Pulitzer prize-winning poet John Ashbery has described Myles's work as making one "uncomfortable and awake ... chanting softly and beautifully the harsh if humorous realities that combine to make whatever life a poet can piece together today."[53] They have been called "a cult figure to a generation of post-punk female writer-performers" by Holland Cotter of The New York Times.[54]
In a recent review of Snowflakes/different streets in the LA Review of Books, Brian Teare complicates these readings of Myles's persona in relation to their body of writing:
Though the book contains plenty of autobiographical detail concerning Myles' life as a writer and lesbian, such details remain themselves, no longer coalescing into myth. Instead, the book's saturated with this desire to gesture toward "it," to somehow get fragmentary words to capture some essential aspect of "the thing," and Myles' genius lies in making the grand gesture that includes the trivial detail and the sublime at once, their juxtaposition underscoring how we are small and made large by connection, paradoxically isolate and dependent.[55]
Inferno has been described by Craig Epplin as representing,
[their] attempt at sketching alternative sorts of existence in common. They do so not through simple prescription, but rather by modeling the act of assembly itself ... 'I was addition and subtraction,' [Myles] writes in one scene set in a New York apartment, 'sunlight, bumpy white walls, millions of windows, Cafe Bustelo, my feet ... ' (The list goes on.) This inventory, at once abstract and radically concrete, involves more than just what surrounds the speaker. It's conceived, rather, as what they were. There wasn't a person in a room, in other words. There was a complex of person and room together: the sun shining down plus the walls plus a coffee can plus feet plus more.[56]
In a review of Chelsea Girls in The Los Angeles Times, Erika Taylor wrote:
Myles' collection of short stories is so unabashedly solipsistic, so confident in its own self-absorption, that she takes chances and has payoffs few other writers would be willing to risk. . . It would be easy to dismiss "Chelsea Girls" as poetic hot air if Myles weren't so smart and funny. Somehow, she manages to hold our attention in spite of the closed-in quality of her work. This is writing with big courage, big talent and a big self-image. It would be really interesting to see what Myles might do facing the world instead of the mirror.[57]
Charles Shipman, in a review of Cool for You in The St. Louis Post-Dispatch, wrote:
Although the writing is sometimes too fragmented to follow and occasionally becomes a tad melodramatic (oh, those awful nuns!), Myles has an undeniable gift for capturing the small details and mundane events that shape our lives. She's also capable of writing with tremendous sensitivity, and because she never slips into sentimentality, her tender passages are all the more affecting. . . By the end of "Cool for You" you do feel as though you know Eileen Myles, and you're glad you took the time to listen to her story.[58]

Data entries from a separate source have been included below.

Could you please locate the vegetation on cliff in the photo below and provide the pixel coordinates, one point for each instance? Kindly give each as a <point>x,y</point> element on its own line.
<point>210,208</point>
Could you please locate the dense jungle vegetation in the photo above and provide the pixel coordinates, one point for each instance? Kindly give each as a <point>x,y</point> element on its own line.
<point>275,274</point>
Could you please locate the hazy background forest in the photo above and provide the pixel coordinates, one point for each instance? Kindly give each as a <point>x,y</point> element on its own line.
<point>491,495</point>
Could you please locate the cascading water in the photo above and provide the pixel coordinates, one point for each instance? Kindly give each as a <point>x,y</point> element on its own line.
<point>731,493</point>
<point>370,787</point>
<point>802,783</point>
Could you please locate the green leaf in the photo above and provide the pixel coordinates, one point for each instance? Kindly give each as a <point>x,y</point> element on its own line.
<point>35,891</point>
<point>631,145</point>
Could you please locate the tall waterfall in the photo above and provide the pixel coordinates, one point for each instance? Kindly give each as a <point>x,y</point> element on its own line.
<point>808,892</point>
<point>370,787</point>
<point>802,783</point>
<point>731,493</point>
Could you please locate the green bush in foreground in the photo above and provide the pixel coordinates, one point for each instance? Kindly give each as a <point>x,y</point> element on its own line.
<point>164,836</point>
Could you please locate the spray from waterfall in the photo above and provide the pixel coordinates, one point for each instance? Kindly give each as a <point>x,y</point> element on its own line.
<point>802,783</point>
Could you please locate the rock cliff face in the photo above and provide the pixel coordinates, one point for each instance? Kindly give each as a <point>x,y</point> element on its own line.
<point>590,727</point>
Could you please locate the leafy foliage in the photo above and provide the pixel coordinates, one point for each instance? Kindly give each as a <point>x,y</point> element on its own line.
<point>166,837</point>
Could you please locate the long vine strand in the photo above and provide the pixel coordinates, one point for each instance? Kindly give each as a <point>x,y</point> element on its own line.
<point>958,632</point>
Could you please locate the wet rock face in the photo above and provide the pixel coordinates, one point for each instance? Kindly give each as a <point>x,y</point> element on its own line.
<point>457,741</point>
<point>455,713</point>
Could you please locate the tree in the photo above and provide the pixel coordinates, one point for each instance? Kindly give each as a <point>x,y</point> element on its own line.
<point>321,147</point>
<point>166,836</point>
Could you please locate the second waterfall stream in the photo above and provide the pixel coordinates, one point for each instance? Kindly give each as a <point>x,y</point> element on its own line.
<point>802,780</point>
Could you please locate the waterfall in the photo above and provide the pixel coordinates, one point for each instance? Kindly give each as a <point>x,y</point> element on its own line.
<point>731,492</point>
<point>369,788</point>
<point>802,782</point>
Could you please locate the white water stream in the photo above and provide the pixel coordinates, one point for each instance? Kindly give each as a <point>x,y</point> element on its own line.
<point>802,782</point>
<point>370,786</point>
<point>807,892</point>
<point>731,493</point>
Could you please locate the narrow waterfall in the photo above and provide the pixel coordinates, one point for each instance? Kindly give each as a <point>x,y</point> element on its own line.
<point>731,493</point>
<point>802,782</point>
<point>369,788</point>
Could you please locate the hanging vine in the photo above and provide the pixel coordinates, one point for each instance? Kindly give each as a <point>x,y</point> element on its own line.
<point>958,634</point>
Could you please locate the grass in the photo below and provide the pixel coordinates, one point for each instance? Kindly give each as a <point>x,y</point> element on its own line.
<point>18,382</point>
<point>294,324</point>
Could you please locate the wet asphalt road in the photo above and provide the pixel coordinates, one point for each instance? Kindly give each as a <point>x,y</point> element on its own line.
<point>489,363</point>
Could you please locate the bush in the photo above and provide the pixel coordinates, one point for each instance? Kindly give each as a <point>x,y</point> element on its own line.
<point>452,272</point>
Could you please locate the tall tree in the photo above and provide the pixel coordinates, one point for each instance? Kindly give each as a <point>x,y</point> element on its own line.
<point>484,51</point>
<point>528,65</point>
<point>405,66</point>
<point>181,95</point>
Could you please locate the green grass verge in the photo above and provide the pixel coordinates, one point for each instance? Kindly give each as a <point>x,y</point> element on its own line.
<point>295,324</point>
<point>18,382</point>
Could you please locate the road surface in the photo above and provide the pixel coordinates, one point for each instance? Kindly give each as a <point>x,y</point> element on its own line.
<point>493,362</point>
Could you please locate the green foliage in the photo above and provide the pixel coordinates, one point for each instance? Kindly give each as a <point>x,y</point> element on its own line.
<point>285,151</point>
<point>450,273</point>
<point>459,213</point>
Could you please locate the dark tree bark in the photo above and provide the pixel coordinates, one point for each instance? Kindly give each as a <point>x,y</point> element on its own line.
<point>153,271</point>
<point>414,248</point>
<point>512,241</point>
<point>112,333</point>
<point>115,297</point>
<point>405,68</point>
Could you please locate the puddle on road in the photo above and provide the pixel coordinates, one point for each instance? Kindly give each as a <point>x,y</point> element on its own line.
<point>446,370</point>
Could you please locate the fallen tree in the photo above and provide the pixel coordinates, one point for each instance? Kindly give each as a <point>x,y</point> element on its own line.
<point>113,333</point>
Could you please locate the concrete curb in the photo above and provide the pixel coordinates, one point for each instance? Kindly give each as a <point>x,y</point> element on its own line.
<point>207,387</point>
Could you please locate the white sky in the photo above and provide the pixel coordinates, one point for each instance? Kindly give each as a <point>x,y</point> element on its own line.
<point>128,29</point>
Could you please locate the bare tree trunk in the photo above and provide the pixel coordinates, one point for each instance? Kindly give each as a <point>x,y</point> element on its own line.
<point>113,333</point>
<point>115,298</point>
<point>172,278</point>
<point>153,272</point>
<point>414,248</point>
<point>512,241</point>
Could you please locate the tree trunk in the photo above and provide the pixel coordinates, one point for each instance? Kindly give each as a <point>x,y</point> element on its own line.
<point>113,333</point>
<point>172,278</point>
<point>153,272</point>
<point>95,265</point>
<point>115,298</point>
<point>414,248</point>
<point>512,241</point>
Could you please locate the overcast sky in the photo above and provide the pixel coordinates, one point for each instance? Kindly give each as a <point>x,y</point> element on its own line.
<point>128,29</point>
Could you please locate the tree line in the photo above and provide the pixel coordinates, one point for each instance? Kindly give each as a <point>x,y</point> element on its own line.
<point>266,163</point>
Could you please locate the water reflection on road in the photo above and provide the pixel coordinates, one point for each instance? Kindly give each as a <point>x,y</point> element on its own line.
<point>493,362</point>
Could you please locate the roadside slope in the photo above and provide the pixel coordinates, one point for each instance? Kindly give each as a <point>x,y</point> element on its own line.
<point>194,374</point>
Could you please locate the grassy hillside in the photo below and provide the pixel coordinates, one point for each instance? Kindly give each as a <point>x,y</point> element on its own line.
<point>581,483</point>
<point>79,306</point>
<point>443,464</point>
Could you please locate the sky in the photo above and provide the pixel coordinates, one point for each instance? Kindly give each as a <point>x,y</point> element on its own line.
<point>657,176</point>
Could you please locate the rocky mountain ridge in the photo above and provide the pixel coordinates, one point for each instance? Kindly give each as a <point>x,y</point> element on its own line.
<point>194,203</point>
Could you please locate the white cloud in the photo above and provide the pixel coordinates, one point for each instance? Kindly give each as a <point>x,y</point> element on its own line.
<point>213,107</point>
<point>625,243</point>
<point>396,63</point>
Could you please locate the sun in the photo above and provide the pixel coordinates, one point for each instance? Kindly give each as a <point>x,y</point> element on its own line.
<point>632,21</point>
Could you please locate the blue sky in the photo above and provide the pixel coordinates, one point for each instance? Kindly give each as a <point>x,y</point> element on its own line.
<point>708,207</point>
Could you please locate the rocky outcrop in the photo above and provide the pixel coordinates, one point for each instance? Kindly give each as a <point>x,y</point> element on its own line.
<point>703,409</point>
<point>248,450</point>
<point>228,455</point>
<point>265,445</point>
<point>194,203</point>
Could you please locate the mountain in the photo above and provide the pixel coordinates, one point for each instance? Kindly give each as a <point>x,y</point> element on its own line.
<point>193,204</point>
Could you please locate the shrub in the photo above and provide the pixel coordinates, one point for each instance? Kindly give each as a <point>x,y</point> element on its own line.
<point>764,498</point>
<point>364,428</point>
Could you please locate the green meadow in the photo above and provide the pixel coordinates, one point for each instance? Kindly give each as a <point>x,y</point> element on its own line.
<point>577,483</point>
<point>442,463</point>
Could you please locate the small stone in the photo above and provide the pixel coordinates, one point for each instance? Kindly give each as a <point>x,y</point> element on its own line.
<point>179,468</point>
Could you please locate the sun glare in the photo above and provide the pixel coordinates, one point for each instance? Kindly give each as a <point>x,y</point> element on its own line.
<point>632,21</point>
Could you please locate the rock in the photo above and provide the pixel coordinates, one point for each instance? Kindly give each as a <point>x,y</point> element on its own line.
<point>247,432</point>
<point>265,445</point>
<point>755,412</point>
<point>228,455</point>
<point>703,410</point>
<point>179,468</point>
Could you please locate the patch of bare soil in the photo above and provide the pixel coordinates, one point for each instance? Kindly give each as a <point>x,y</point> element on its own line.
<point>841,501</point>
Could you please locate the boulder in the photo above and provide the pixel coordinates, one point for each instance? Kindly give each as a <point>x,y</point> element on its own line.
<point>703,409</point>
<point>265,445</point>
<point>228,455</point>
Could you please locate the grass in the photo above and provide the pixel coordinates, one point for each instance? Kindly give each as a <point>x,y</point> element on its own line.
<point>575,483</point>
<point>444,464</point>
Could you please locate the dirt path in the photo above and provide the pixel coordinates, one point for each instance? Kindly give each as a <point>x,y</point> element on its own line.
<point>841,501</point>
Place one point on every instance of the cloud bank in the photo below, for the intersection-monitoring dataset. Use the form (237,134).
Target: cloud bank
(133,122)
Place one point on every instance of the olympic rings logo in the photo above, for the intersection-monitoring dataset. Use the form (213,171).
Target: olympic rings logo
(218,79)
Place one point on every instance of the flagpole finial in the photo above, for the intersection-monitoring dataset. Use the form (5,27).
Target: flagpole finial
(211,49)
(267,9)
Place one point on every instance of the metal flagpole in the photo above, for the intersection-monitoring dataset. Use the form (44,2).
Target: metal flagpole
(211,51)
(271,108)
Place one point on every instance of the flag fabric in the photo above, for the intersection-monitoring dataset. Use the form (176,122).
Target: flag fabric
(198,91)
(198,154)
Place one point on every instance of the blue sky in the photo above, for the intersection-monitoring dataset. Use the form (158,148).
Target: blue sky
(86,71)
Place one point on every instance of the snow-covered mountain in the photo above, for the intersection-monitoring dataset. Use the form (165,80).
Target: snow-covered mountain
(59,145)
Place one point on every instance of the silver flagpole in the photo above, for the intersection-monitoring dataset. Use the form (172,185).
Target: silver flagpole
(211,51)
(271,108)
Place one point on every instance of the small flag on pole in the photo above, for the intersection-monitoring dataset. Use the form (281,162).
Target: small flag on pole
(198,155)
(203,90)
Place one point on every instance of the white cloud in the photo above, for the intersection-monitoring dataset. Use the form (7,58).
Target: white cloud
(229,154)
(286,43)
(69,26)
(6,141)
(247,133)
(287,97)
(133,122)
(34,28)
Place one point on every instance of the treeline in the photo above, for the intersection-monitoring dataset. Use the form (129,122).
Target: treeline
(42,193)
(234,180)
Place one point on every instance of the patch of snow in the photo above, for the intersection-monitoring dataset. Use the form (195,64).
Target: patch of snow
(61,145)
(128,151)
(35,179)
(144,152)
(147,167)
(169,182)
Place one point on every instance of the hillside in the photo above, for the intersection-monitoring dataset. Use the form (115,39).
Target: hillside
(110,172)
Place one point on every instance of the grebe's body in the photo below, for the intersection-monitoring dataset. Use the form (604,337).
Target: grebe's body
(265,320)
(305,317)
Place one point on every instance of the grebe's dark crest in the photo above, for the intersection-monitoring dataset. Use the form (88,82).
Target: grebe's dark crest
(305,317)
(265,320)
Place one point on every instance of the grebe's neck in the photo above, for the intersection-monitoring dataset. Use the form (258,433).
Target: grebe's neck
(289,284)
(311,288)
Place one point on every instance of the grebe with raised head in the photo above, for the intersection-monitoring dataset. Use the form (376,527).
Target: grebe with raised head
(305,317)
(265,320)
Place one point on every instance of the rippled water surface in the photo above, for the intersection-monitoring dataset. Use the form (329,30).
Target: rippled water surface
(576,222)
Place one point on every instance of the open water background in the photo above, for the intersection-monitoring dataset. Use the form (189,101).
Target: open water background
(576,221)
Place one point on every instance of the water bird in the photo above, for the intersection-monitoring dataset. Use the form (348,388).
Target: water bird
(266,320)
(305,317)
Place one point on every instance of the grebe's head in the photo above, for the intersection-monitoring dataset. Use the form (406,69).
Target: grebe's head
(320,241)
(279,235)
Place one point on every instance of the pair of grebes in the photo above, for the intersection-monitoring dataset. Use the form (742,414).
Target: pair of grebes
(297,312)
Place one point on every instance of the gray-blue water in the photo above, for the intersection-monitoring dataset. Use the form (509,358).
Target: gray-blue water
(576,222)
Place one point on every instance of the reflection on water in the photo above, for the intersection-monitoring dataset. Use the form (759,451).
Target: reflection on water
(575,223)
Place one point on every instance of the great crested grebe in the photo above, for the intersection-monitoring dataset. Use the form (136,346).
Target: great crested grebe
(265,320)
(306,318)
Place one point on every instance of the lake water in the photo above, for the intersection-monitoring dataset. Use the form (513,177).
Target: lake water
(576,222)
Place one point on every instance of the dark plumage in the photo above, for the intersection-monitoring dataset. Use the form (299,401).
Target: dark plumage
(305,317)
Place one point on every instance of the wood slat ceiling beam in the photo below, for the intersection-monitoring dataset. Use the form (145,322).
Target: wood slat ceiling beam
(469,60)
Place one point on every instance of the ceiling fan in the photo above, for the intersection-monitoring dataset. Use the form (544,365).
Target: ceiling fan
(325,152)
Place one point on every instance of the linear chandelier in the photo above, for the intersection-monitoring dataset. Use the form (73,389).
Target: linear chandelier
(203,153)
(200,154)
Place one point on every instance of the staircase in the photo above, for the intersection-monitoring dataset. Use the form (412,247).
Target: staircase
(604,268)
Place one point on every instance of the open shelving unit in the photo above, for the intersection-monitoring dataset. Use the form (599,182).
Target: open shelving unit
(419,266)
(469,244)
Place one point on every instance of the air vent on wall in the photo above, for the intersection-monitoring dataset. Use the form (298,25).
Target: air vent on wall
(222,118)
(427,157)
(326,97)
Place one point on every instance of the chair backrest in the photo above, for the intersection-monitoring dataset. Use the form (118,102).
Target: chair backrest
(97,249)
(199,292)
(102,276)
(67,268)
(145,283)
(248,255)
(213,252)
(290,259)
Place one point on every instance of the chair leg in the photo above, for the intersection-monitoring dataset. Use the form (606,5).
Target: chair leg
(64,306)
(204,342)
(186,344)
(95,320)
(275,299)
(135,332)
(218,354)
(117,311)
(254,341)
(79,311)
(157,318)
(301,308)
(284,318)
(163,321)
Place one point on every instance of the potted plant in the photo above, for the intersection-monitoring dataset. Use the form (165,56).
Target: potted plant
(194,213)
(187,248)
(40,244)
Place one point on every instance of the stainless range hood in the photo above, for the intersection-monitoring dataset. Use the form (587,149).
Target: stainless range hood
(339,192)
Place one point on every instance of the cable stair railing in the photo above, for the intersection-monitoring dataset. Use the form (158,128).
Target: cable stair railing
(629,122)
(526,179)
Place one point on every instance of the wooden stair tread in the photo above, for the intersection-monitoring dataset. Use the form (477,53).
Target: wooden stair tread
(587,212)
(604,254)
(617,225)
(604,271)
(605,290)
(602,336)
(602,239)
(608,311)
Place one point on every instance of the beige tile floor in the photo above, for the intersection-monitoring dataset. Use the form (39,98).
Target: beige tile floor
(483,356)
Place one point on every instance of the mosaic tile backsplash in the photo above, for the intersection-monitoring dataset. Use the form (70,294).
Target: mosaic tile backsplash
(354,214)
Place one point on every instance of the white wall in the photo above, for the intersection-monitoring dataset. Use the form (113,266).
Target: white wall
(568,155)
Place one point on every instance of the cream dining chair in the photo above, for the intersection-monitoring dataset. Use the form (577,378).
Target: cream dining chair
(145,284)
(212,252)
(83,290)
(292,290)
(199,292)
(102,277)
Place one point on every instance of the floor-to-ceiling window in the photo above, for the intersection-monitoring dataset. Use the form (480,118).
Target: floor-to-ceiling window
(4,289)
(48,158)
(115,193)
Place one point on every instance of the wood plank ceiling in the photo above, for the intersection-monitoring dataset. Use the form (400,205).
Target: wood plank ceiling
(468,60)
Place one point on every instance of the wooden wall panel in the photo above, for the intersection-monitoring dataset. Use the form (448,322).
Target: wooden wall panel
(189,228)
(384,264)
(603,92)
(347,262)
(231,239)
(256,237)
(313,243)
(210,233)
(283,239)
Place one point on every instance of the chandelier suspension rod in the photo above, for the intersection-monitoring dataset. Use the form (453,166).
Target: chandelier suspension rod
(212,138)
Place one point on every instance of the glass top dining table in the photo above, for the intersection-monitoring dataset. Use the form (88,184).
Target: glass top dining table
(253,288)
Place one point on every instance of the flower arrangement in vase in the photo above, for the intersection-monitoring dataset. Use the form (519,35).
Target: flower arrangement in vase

In The Boston Globe, Matthew Gilbert called Afterglow: A Dog Memoir, a book about Myles' pet pit bull Rosie,
a challenging read that spirals up into big and little thoughts all inspired by her beloved companion, bringing in seemingly unrelated topics along the way such as the "self -war" of Kurt Cobain, libraries, gender identity, Abu Ghraib, George W. Bush's farts, and, at some length, sea foam. . .Myles writes that she doesn't want to stop talking to Rosie, that she has written the book, she says, "to keep talking to her." Luckily for us, we can eavesdrop on that long, wry, far-flung, and wonderfully loving conversation.[59]
Source:[60]
Their name appears in the lyrics of the Le Tigre song "Hot Topic."[68]
The second season of the TV series Transparent featured a character based on Myles.[69]
Myles appears in the film Masculinity/Femininity (2014).